Oliverio è stato di recente assolto dal procedimento in rito abbreviato, quello che qualche giorno fa ha comminato a 110 imputati quasi mille anni di carcere, confermando che il pericolo ‘ndrangheta a Milano è reale e molto forte. “Ha trionfato la verità” dice oggi l’ex assessore provinciale. “Io ero certo dei miei comportamenti – aggiunge – però avevo bisogno che anche gli altri si convincessero della totale mia estraneità. L’unico rammarico? Visto che in fase preliminare sono stato rivoltato come un calzino, ci si poteva anche convincere a non arrivare al mio rinvio a giudizio”.

Il pubblico ministero Alessandra Dolci, nella sua requisitoria al termine del processo in abbreviato, ha riconosciuto che per Oliverio non ricorrevano “gli elementi costitutivi del delitto di corruzione, non essendo sinceramente individuabile alcun atto contrario”. “È sostanzialmente una vicenda – ha aggiunto il Pm – per la quale è stato introdotto un reato a livello comunitario che si chiama ‘traffico di influenze’, normativa che non è stata ancora recepita dal Legislatore italiano”.

Oliverio, per la legge italiana quindi, esce a testa alta. In più ricorda l’assoluta sua buona fede nei rapporti che instaurò con Ivano Perego e il suo entourage. “Voglio ribadire – dice – che dal mio punto di vista avevo semplicemente a che fare con un giovane imprenditore brianzolo, rampollo di una nota famiglia della zona. Nient’altro! Io che cosa mai ne potevo sapere delle accuse che oggi gli vengono mosse?”. Lo stesso dicasi per Andrea Pavone, socio di Perego: “Di lui sapevo essere il direttore finanziario della ditta”, dice Oliverio.

Comunque sia, con l’aiuto dell’ex assessore la coppia Perego-Pavone riuscì ad accreditarsi presso la Compagnia delle opere, l’associazione imprenditoriale nata nel 1986 su iniziativa di Don Giussani, branca di Comunione e liberazione.

“Ma quale reato si compie a partecipare a questo tipo di incontri?”. Si chiede Oliverio, che poi aggiunge: “Io sono un consulente e mi occupavo di accompagnare questa azienda, al raggiungimento di un obiettivo, legato a un appalto pubblico che la Perego s’era aggiudicata (i lavori per l’ampliamento della Paullese ndr). Per cui tutto nella massima trasparenza.” “Nell’ambito di questo mio mandato, portare Perego ad un incontro della Compagnia delle opere con mille altri imprenditori e ad esserci, non mi sembra che abbiamo fatto nulla di particolarmente grave”.

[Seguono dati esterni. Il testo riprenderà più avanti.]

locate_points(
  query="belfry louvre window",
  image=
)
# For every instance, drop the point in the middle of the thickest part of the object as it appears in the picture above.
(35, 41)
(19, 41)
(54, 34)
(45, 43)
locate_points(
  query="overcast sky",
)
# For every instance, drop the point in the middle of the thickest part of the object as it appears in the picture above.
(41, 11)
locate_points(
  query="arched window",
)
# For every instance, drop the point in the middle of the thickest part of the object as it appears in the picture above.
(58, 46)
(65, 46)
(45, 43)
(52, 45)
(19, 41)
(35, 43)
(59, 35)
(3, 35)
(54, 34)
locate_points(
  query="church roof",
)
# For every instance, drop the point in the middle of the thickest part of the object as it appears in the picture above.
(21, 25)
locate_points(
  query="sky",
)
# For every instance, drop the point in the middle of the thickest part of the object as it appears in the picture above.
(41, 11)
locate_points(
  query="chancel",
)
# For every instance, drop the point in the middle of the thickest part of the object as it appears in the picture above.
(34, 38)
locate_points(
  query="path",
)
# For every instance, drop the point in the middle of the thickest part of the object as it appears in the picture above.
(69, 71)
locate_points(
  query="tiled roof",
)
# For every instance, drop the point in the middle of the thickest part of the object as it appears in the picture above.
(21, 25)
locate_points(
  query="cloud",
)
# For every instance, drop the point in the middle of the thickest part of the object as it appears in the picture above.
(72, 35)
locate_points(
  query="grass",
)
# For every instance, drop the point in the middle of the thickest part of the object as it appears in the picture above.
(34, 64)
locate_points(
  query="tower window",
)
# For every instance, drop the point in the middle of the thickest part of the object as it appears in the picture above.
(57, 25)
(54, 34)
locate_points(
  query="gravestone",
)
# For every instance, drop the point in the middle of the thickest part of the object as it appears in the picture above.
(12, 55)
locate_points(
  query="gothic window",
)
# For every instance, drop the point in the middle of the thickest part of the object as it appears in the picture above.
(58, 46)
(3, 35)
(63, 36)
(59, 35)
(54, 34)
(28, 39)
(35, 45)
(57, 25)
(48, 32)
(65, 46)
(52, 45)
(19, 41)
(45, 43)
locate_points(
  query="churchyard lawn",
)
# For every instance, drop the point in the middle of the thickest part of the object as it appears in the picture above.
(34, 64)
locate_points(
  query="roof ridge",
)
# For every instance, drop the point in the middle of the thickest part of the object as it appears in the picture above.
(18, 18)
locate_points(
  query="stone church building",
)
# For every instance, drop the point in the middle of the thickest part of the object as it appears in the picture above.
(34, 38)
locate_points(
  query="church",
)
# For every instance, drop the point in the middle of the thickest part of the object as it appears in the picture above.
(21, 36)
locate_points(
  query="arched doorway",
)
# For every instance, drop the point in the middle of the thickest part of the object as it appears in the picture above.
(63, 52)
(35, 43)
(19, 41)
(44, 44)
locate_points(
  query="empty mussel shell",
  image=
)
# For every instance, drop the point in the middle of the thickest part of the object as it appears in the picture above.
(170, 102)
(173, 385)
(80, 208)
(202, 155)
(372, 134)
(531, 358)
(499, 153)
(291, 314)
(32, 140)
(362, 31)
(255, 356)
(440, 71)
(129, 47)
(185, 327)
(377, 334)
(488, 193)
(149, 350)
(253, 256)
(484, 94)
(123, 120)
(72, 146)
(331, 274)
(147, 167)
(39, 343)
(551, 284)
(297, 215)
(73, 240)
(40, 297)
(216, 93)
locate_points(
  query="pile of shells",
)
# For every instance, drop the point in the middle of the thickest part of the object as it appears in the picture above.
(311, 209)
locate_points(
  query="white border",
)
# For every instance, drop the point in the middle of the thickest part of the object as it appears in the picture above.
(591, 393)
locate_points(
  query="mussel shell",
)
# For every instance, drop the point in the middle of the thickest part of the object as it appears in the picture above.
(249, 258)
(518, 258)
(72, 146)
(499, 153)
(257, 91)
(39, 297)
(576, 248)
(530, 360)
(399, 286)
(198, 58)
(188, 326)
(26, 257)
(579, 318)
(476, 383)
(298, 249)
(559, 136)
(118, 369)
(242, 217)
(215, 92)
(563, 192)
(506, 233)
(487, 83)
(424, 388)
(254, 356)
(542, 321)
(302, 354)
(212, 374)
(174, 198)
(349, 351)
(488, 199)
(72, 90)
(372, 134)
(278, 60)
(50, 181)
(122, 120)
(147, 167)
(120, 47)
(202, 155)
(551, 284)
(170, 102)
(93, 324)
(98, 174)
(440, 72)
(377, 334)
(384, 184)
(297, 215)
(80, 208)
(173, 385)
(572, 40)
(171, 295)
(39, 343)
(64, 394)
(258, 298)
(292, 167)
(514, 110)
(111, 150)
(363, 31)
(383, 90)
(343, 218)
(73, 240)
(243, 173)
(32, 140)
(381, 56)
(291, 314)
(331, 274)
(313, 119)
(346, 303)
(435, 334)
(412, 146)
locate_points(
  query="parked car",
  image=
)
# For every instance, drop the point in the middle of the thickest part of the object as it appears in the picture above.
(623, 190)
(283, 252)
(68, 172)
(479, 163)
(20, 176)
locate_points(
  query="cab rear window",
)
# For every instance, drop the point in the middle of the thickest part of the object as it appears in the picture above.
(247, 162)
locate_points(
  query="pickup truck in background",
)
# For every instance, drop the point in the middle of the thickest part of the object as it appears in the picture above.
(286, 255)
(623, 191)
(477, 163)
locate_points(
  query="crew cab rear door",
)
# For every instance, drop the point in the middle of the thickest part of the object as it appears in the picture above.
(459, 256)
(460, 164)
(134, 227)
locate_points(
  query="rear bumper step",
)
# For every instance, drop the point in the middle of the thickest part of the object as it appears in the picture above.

All’epoca dei fatti, i carabinieri del Ros di Milano, organizzano un appostamento fuori dai locali dove si sta tenendo la Giornata della sussidiarietà. “Al termine della manifestazione – annotano nell’informativa consegnata ai magistrati – subito dopo essersi congedato da Oliverio, Perego si sente telefonicamente con Pavone ed in termini entusiastici lo informa, oltre che dell’esito della manifestazione, anche della presenza di politici di rilievo. “C’era qui Formigoni c’era qui… – dice Perego – Lupi… C’erano tutti… Io in pole position eh… Mi vedi in televisione, da una parte Oliverio, in pole position!”

La difesa di Ivano Perego, l’avvocato Marcello Elia di Milano, ha deciso di chiamare a testimoniare lo stesso Governatore della Lombardia e l’onorevole Lupi, oltre a Oliverio. I primi due dovrebbero dichiarare che Perego millantava la loro conoscenza, mentre il terzo confermare davanti ai giudici l’assoluta buona fede con cui ebbe a che fare con un imprenditore che ai suoi occhi era solo un ragazzo di buona famiglia.

“Proprio perché io sono di origini calabresi e faccio politica da trent’anni – dice Oliverio – sono sempre stato attento alle mie frequentazioni, ai miei comportamenti”. Oggi l’ex assessore ha un motivo di più per farlo, “anche perché – termina – proprio da un punto di vista politico vorrei tornare a guardarmi attorno. Cerco un posto nel movimento dei cattolici che sta per nascere. Ma vedremo”. Sarà pronto il grande centro milanese ad accogliere di nuovo Antonio Oliverio?